Interpretation of 13C Labeling Patterns

The interpretation of 13C labeling patterns from 13C NMRS or GC–MS analyses is based on detailed knowledge of the metabolic fate of the 13C-labeled compounds in neurons and astrocytes (Figure 1). A simplified view is that label from [1-13C]glucose gives rise to single-labeled metabolites, whereas double-labeled metabolites are mostly derived from [1,2-13C]acetate and thus astrocytic metabolism.25

Figure 1.

Figure 1

(A) A simplified overview of a selection of 13C labeling patterns originating from pathways of metabolism of [1-13C]glucose and [1,2-13C]acetate. For simplicity, a hypothetical pluripotent neuron is represented that is both glutamatergic and GABAergic. [1-13C]Glucose is converted to [3-13C]pyruvate via glycolysis, and [3-13C]pyruvate can be decarboxylated to [2-13C]acetyl CoA and subsequently enter the TCA cycle.
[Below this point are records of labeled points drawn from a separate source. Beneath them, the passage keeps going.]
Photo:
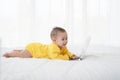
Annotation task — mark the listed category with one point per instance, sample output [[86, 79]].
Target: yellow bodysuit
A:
[[51, 51]]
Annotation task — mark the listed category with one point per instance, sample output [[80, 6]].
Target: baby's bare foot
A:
[[6, 55]]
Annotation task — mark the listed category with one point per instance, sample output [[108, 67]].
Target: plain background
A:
[[25, 21]]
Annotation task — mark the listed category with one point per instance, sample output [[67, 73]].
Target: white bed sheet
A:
[[94, 67]]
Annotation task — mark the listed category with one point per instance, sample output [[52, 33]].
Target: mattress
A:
[[93, 67]]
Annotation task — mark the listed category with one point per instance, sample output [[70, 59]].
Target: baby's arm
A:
[[74, 57]]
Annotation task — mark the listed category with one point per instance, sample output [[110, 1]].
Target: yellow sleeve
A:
[[66, 51], [55, 53]]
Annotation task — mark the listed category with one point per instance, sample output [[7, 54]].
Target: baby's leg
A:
[[18, 53]]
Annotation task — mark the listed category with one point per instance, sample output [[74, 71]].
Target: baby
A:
[[55, 50]]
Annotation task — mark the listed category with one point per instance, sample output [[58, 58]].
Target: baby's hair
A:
[[55, 31]]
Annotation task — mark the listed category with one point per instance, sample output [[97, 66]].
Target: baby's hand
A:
[[75, 57]]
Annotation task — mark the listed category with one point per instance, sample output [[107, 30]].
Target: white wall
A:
[[24, 21]]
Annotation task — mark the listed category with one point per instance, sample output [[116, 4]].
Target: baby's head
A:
[[59, 36]]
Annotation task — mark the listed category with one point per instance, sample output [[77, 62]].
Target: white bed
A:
[[96, 66]]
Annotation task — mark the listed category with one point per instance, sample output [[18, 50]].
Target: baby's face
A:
[[61, 39]]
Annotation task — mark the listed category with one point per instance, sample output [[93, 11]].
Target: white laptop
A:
[[85, 47]]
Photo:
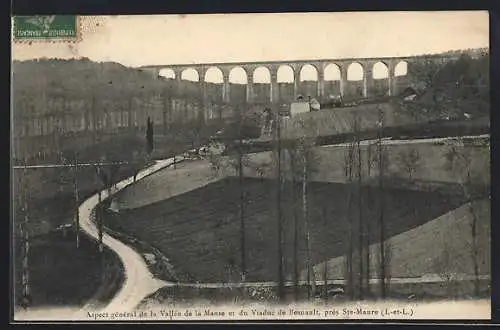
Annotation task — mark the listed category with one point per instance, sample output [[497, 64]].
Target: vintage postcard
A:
[[305, 166]]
After several steps, [4-13C]α-KG is formed and is precursor for [4-13C]glutamate, which can subsequently be converted to [2-13C]GABA in GABAergic neurons. When [4-13C]glutamate is released during neurotransmission, astrocytes take up [4-13C]glutamate from the synaptic cleft and convert it to [4-13C]glutamine. In astrocytes, [3-13C]pyruvate originating from [1-13C]glucose can also be converted to [3-13C]OAA by the action of pyruvate carboxylase and give rise to [2-13C]glutamate after several steps. This can be converted to [2-13C]glutamine and sent to neurons for conversion to [2-13C]glutamate and to [4-13C]GABA in GABAergic neurons. [1,2-13C]Acetate is converted to [1,2-13C]acetyl CoA in astrocytes. Following entry into the TCA cycle, [4,5-13C]α-KG is formed after several steps, and is the precursor for [4,5-13C]glutamate and [4,5-13C]glutamine. After transfer of [4,5-13C]glutamine to the neuronal compartment, it is reconverted to [4,5-13C]glutamate in glutamatergic neurons and further to [1,2-13C]GABA in GABAergic neurons. *It should be noted that [4-13C]glutamine can be synthesised from [1-13C]glucose in astrocytes as well, but this is omitted from the figure for simplicity. (B) Schematic representation of glutamate, glutamine and GABA isotopomers derived from [1-13C]glucose and [1,2-13C]acetate. Black circles represent 13C labeling, white circles represent 12C, and gray circles indicates labeling of metabolites from pyruvate carboxylation. For more details, see the Materials and methods section. α-KG, α-ketoglutarate; acetyl CoA, acetyl Coenzyme A; GAD, glutamic acid decarboxylase; Glu, glutamate; Gln, glutamine; GS, glutamine synthetase; OAA, oxaloacetate; PC, pyruvate carboxylase; PDH, pyruvate dehydrogenase; TCA, tricarboxylic acid cycle.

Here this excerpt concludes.